Em1939, a Hollywood clássica produziu filmes imortais como “E tudo o vento levou” ou “O feiticeiro de Oz”. Em 1969, a indústria norte-americana em ebulição deu-nos, entre outros, “O cowboy da meia noite” ou “Easy rider”, que lançaram os anos 70 e uma nova Hollywood. Trinta anos depois, aconteceu um fenómeno: 1999 foi um ano tão fértil em filmes que ficaram para sempre impregnados no imaginário colectivo, que quase parece impossível que tenha acontecido uma concentração tão influente para o cinema popular. A lista é improvavelmente extensa – abaixo estão apenas oito. “O sexto sentido”, filme de M. Night Shyamalan que celebra amanhã 20 anos, é uma dessas muitas películas que se imiscuíram na memória comunitária.
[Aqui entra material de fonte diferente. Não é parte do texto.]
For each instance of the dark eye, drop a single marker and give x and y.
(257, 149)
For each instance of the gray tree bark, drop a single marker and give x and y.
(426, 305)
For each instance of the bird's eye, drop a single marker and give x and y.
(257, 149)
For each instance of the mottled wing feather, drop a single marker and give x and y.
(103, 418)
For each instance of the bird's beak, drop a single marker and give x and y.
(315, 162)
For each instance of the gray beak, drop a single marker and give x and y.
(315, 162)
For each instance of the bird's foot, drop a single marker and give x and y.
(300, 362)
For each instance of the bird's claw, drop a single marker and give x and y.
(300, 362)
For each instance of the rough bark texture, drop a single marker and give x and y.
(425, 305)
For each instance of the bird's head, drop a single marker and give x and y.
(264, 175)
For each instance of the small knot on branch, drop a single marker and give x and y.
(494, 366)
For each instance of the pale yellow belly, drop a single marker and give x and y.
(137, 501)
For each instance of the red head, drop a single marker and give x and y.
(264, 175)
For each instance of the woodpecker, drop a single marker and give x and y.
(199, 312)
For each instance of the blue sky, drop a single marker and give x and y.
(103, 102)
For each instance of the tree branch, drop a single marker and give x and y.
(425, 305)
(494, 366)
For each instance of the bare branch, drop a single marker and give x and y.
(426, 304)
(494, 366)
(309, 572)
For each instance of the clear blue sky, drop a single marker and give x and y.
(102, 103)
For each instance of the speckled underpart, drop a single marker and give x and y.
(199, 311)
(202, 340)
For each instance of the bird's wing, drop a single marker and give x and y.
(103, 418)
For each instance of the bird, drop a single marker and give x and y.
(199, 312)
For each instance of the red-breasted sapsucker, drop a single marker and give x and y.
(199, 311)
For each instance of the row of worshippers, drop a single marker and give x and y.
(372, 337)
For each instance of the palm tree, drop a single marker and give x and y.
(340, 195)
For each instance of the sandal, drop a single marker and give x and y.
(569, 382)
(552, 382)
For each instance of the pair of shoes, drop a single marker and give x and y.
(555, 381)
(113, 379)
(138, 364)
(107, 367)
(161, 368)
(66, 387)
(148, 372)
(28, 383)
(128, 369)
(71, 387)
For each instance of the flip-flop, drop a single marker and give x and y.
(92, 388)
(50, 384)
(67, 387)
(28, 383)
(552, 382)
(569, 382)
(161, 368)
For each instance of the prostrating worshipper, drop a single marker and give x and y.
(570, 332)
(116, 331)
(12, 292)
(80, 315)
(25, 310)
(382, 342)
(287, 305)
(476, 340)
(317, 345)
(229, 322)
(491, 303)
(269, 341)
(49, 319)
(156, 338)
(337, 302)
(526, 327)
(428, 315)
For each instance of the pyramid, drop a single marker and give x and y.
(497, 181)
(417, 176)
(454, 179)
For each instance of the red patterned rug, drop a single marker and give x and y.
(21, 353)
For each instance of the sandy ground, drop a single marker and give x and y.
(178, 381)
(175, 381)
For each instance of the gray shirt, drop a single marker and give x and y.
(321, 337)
Quem nunca ouviu a frase “I see dead people” [“Eu vejo pessoas mortas”]?, esse momento-chave da performance do pequeno Haley Joel Osment, que nos sussurrou um terror original e levou o filme a seis nomeações aos Oscars – coisa raríssima num filme deste género.
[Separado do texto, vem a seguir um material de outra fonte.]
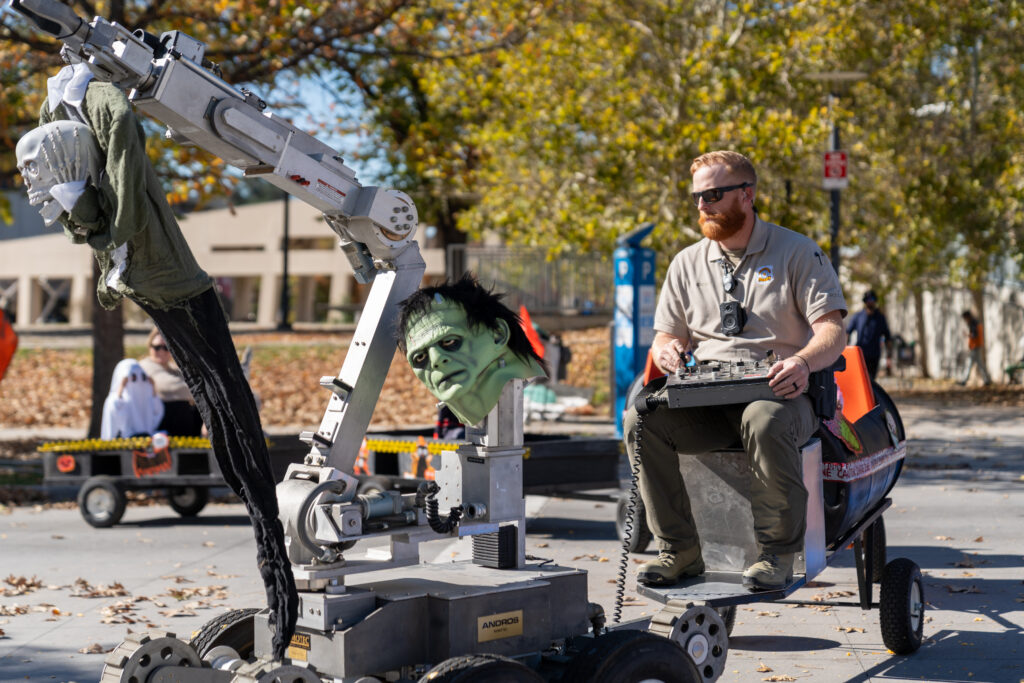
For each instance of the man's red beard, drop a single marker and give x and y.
(720, 226)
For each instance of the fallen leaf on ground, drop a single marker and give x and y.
(177, 579)
(19, 586)
(83, 589)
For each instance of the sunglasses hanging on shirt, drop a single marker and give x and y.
(733, 317)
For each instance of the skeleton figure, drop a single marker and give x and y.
(465, 345)
(57, 161)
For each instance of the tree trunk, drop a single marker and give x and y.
(108, 351)
(978, 299)
(919, 313)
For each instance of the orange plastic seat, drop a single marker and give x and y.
(858, 397)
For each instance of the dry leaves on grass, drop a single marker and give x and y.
(95, 648)
(19, 586)
(83, 589)
(119, 612)
(213, 592)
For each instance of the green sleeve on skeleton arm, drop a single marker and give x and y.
(129, 208)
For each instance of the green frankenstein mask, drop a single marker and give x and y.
(465, 363)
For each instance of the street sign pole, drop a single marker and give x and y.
(835, 191)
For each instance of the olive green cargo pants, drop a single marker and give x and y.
(770, 431)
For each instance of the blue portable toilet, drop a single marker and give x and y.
(634, 321)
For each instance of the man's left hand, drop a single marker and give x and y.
(788, 378)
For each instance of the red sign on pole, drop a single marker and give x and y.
(835, 170)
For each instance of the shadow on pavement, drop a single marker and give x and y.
(562, 527)
(173, 519)
(781, 643)
(952, 655)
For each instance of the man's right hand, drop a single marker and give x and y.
(670, 354)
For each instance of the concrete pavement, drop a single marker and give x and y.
(956, 512)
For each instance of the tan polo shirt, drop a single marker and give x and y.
(784, 283)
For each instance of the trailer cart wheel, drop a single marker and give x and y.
(480, 668)
(641, 536)
(235, 629)
(631, 656)
(901, 606)
(187, 501)
(101, 502)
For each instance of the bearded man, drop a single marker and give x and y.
(745, 291)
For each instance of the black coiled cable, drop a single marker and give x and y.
(631, 506)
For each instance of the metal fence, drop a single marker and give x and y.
(582, 284)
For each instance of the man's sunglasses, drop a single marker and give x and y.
(716, 194)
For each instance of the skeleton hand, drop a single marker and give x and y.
(57, 160)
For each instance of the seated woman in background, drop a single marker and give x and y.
(132, 408)
(181, 418)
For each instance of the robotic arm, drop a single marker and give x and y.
(169, 79)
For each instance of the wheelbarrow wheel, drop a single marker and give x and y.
(901, 606)
(187, 501)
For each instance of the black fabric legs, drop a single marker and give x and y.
(199, 339)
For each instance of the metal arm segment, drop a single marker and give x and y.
(168, 79)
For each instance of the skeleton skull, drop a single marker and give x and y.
(59, 157)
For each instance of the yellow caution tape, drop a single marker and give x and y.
(408, 445)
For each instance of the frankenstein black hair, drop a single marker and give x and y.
(482, 307)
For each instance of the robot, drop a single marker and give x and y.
(376, 614)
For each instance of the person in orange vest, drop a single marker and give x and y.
(976, 348)
(8, 343)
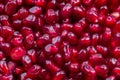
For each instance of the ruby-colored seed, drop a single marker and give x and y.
(59, 39)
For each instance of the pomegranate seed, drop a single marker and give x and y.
(59, 39)
(17, 53)
(101, 70)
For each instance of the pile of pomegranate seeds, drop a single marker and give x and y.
(59, 39)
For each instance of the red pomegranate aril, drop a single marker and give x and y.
(110, 21)
(6, 47)
(111, 78)
(34, 71)
(59, 39)
(17, 24)
(75, 2)
(19, 2)
(41, 3)
(4, 67)
(16, 41)
(101, 70)
(23, 76)
(17, 53)
(116, 52)
(74, 67)
(92, 16)
(77, 28)
(1, 8)
(29, 2)
(78, 12)
(116, 71)
(102, 49)
(7, 77)
(35, 10)
(66, 11)
(95, 28)
(100, 2)
(1, 55)
(82, 55)
(112, 62)
(52, 4)
(29, 41)
(91, 50)
(4, 20)
(107, 34)
(33, 55)
(43, 40)
(11, 7)
(58, 59)
(51, 48)
(84, 41)
(18, 70)
(87, 2)
(95, 39)
(96, 59)
(50, 16)
(29, 20)
(66, 26)
(26, 31)
(26, 60)
(90, 73)
(51, 66)
(104, 10)
(11, 66)
(22, 13)
(59, 75)
(72, 38)
(6, 32)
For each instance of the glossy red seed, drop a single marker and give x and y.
(91, 50)
(101, 71)
(1, 8)
(17, 53)
(50, 16)
(29, 20)
(75, 2)
(34, 71)
(41, 3)
(112, 62)
(51, 48)
(92, 16)
(116, 52)
(11, 7)
(96, 59)
(87, 2)
(111, 78)
(22, 13)
(59, 75)
(1, 55)
(100, 2)
(6, 32)
(116, 71)
(27, 63)
(66, 11)
(89, 72)
(4, 67)
(51, 66)
(95, 28)
(35, 10)
(110, 21)
(33, 55)
(74, 67)
(72, 38)
(17, 24)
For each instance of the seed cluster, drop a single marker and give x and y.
(59, 39)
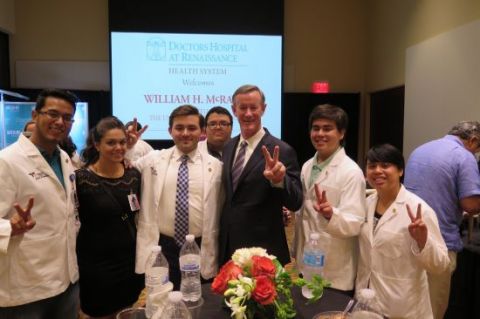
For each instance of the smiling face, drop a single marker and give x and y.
(112, 146)
(219, 129)
(248, 108)
(384, 177)
(185, 132)
(325, 137)
(51, 126)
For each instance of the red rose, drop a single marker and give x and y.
(264, 292)
(262, 266)
(228, 272)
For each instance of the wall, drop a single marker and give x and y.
(395, 25)
(7, 16)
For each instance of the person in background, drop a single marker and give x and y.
(334, 198)
(218, 130)
(400, 241)
(445, 174)
(108, 195)
(140, 148)
(38, 218)
(260, 176)
(28, 128)
(181, 195)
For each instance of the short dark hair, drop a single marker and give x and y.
(184, 110)
(139, 126)
(56, 93)
(219, 110)
(247, 88)
(329, 112)
(466, 130)
(386, 153)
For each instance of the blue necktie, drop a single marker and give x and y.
(181, 203)
(238, 165)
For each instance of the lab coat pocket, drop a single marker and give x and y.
(30, 265)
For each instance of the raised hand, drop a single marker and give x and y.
(274, 169)
(322, 205)
(417, 229)
(22, 220)
(287, 216)
(133, 135)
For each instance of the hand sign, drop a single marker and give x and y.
(322, 205)
(274, 169)
(22, 220)
(417, 229)
(133, 135)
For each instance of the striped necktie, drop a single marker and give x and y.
(239, 163)
(181, 203)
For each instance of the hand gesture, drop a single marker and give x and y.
(274, 169)
(22, 220)
(417, 229)
(287, 216)
(133, 135)
(322, 205)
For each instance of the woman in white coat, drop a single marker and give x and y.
(399, 242)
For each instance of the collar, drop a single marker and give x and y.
(255, 139)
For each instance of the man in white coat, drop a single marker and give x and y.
(334, 198)
(159, 213)
(38, 218)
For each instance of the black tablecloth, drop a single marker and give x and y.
(331, 300)
(465, 289)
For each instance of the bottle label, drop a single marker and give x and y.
(313, 260)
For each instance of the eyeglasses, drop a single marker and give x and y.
(53, 115)
(220, 124)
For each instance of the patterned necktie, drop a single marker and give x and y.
(238, 165)
(181, 203)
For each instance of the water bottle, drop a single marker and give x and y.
(156, 276)
(175, 308)
(366, 306)
(313, 262)
(190, 285)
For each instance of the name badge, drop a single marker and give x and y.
(134, 203)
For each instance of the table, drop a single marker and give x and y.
(331, 300)
(465, 288)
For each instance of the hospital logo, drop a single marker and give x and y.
(156, 49)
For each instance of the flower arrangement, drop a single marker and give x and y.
(254, 284)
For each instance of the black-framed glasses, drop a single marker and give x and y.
(221, 124)
(54, 115)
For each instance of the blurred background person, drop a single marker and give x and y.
(400, 241)
(218, 131)
(108, 195)
(141, 147)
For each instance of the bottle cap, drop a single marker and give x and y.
(367, 293)
(175, 296)
(156, 249)
(314, 236)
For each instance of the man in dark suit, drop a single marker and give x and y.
(257, 183)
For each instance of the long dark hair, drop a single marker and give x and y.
(90, 154)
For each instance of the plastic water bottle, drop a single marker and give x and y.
(175, 308)
(313, 262)
(156, 276)
(190, 285)
(366, 306)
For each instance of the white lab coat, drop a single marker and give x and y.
(153, 167)
(390, 262)
(42, 262)
(344, 184)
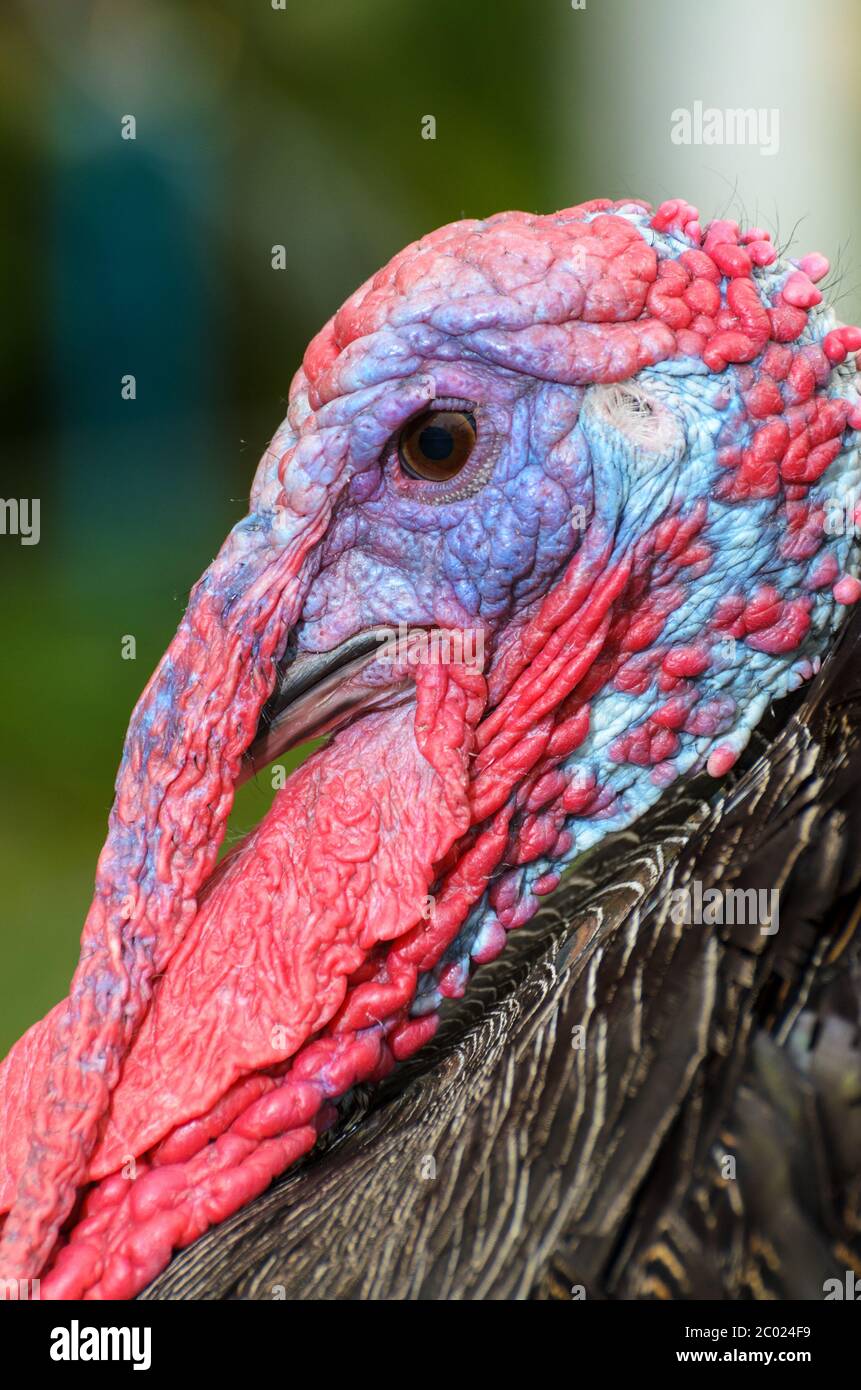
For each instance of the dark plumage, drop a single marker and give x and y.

M. Night Shyamalan captou o espírito do tempo. Executou uma história original e aplicou-lhe uma reviravolta final, a terminar uma década que anunciava promessas tecnológicas e novos receios, com o pânico do “bug” do Milénio (o Y2k) a comandar a paranoia. Havia no ar do tempo um prenúncio de mudança, mesmo que a vida em comum tivesse ainda pouco de virtual e a partilha na sala de cinema cumprisse um ritual escapista de função social (“Clube de combate”, também de 1999, foi isto mesmo). “Matrix”, que tinha chegado em Março do mesmo ano, tinha já aberto o livro das ansiedades sobre o apocalipse capitalista, o domínio das máquinas, a crise ambiental. As audiências estavam preparadas para outras experiências.
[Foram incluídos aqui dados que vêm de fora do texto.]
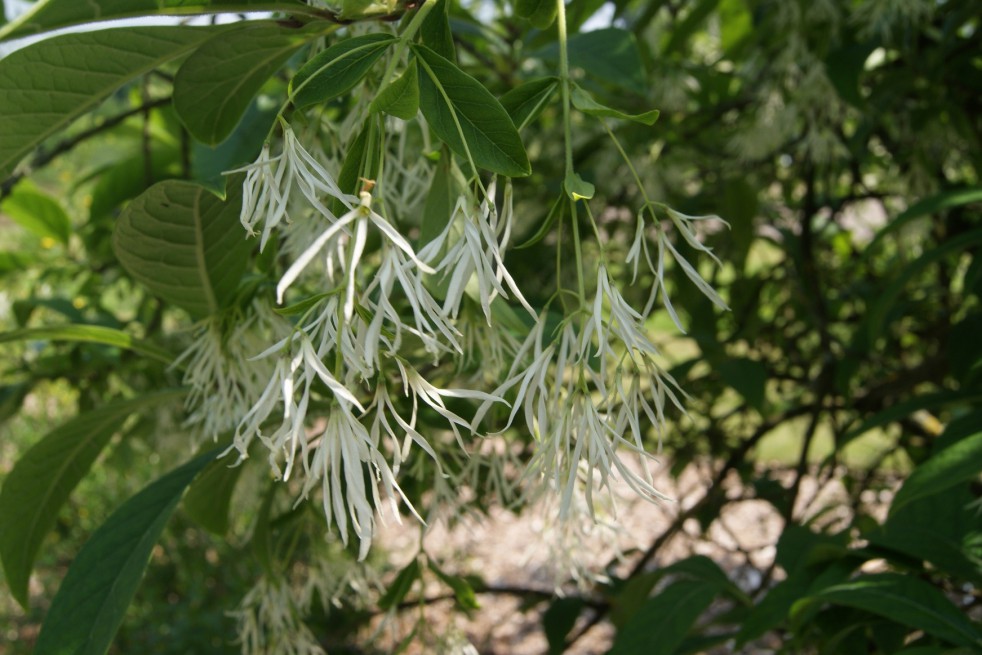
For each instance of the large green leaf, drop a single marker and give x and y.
(126, 178)
(90, 334)
(468, 118)
(941, 528)
(99, 585)
(215, 85)
(611, 55)
(435, 31)
(48, 15)
(588, 105)
(401, 97)
(905, 599)
(338, 69)
(240, 148)
(42, 479)
(185, 244)
(47, 85)
(38, 212)
(956, 464)
(662, 622)
(525, 101)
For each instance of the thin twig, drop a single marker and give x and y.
(43, 157)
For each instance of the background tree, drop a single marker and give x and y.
(515, 147)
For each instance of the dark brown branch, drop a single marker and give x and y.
(43, 157)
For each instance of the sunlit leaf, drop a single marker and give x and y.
(586, 103)
(47, 85)
(468, 118)
(42, 479)
(214, 86)
(338, 69)
(904, 599)
(92, 600)
(401, 97)
(525, 102)
(185, 244)
(37, 212)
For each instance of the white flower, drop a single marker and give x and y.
(271, 183)
(473, 251)
(223, 383)
(297, 366)
(350, 467)
(639, 251)
(271, 621)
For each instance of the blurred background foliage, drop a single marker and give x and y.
(840, 139)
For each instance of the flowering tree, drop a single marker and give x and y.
(357, 262)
Terá sido por isso que “O projecto Blair Witch” também funcionou. A história dos três estudantes que foram para uma floresta gravar um documentário e que desapareceram, deixando para trás gravações a partir das quais se montou um falso documentário, celebrou o 20.º aniversário na semana passada. Tinha um orçamento de 54 mil euros e acabou por gerar 223 milhões de euros nas bilheteiras em todo o Mundo. Foi um colosso cultural inédito, que tomou de assalto as conversas e que fez nascer um novo tipo de filme de terror, de produção low cost (sem “Blairwitch” não haveria, por exemplo “Actividade paranormal”). Mostrou também, ainda antes dos blogues e das redes sociais, a uma geração de autores que a escassez de recursos já não impedia o alcance global. Uma câmara e uma ideia podiam bastar.